I Will Still Like "Me"

It wasn’t too long ago when all I wanted to do was hide from the world. I wanted to disappear where nobody could find me. I did it because too many people disappointed me. I developed this irrational, unhealthy fear of people, more so because of their actions and most of all, because of their possible rejection. It didn’t matter if it was work related or in my social life - I feared people. As I've said in previous posts, I pushed people away. I kept friends at arm’s length. I didn’t trust anyone. Then one day I finally realized that there are way too many people to hide from. Just because a select few had disappointed me, insulted me, or perhaps rejected me - I felt the same thing would run its course again, and I would get hurt as a result. I then brushed myself off and started to let people in again, this time fully acknowledging that “this person” may do the same thing to me as “that person”. But, most importantly: they’re not the same people. The circumstances, the situations are all completely different. I had to accept that.

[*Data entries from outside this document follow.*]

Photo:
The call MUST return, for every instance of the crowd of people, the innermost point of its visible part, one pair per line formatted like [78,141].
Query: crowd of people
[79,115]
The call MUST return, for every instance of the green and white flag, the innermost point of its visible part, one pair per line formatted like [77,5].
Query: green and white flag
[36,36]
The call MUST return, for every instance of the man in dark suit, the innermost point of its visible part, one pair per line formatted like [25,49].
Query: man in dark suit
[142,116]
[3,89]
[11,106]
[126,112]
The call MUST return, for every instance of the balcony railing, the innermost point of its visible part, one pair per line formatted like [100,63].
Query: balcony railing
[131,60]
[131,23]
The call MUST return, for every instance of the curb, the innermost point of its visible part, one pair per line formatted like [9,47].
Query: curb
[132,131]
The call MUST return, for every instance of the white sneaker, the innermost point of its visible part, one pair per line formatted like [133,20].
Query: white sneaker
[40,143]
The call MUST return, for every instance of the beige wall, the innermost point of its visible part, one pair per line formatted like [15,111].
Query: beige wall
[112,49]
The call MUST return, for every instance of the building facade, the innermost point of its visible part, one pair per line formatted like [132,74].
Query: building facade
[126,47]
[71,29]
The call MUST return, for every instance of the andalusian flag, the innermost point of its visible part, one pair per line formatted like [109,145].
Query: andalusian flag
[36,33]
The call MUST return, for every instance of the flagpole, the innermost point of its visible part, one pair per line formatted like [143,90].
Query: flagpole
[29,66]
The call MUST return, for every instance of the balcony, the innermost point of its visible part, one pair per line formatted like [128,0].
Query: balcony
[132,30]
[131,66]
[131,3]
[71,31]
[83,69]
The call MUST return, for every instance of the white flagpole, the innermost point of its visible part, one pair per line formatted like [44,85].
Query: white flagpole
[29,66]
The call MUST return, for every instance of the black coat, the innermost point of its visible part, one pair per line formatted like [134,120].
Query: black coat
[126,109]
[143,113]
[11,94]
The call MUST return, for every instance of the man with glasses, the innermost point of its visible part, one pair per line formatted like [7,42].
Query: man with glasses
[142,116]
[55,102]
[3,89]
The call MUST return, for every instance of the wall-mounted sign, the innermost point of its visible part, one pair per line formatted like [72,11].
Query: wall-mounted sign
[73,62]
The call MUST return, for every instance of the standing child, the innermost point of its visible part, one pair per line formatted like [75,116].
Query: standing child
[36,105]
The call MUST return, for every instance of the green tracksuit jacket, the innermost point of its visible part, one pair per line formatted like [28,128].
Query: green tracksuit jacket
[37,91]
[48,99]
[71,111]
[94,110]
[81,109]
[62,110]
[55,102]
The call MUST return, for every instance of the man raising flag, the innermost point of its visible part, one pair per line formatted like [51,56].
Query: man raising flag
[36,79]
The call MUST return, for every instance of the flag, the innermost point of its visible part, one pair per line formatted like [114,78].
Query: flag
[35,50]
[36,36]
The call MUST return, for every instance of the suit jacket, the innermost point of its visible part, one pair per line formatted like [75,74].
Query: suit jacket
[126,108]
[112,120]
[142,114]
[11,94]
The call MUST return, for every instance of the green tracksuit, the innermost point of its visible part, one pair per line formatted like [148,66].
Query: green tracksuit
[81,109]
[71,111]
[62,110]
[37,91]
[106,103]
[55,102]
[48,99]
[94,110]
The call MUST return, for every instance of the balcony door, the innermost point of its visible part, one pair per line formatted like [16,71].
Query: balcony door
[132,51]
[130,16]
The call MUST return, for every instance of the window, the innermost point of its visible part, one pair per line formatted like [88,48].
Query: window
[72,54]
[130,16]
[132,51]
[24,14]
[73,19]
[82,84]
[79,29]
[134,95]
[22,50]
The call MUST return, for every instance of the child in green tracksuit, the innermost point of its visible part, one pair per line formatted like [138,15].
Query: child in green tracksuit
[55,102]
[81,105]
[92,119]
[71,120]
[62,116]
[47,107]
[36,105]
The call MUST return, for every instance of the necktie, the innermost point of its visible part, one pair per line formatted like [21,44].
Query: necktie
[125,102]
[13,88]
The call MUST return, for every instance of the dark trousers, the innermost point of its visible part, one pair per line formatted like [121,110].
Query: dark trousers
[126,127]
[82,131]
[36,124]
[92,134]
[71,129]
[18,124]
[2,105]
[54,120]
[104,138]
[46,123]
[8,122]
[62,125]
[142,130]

Looking back when I had this fear of people due to past disappointments, I wasn’t secure with myself. In fact, I want to even say that I didn’t even like myself very much. I was verbally abused by someone very close to me a few years back - so much, that I actually thought the words she used were all true. All her accusations and insults had to be the truth. I started the process of self-deprecation and it took me more than three years to get out of that miserable funk. That’s a long time to not like yourself. It showed in my work and it also showed in the way I treated other people. I became bitter, indifferent, numb - all the things I didn’t like about a person were transfered straight into me. From my own experience and the admissions of others, our actions speak loudly about our past. I began to realize that what other people do to us is another form of expressing what has happened to them in the past. Are we all conditioned to respond to things in life due to what others have done to us? Is it a self-defense mechanism or is it entirely outside of past experiences?

I’ve heard that in life, you have to take chances. You have to give the benefit of the doubt to people when you think you’re going to be disappointed...yet again. But, is it such a bad thing to safeguard your heart, your well-being, just because you have suffered someone else’s rage against you? Just the fact that I was keeping people at bay, it was another form of unforgiveness. It was an excuse to say, “I haven’t forgiven my past, so I’m not letting you in.” People can say ‘I forgive you’ all day long, but actions speak much louder than words. You can’t forgive someone and then take it out on somebody else in an indirect way. It’s human nature to feel hurt, betrayed and rejected by other people, but should we hold onto that just in case we have to defend ourselves for the next ride around the mountain with somebody else who has nothing to do with the previous offense? I don’t want to remain bitter. I want to like myself, enough so that when I say “I forgive you” - I’m letting you and other people in again. And if by chance I get rejected, hurt or betrayed, then so be it. I will still like “me”.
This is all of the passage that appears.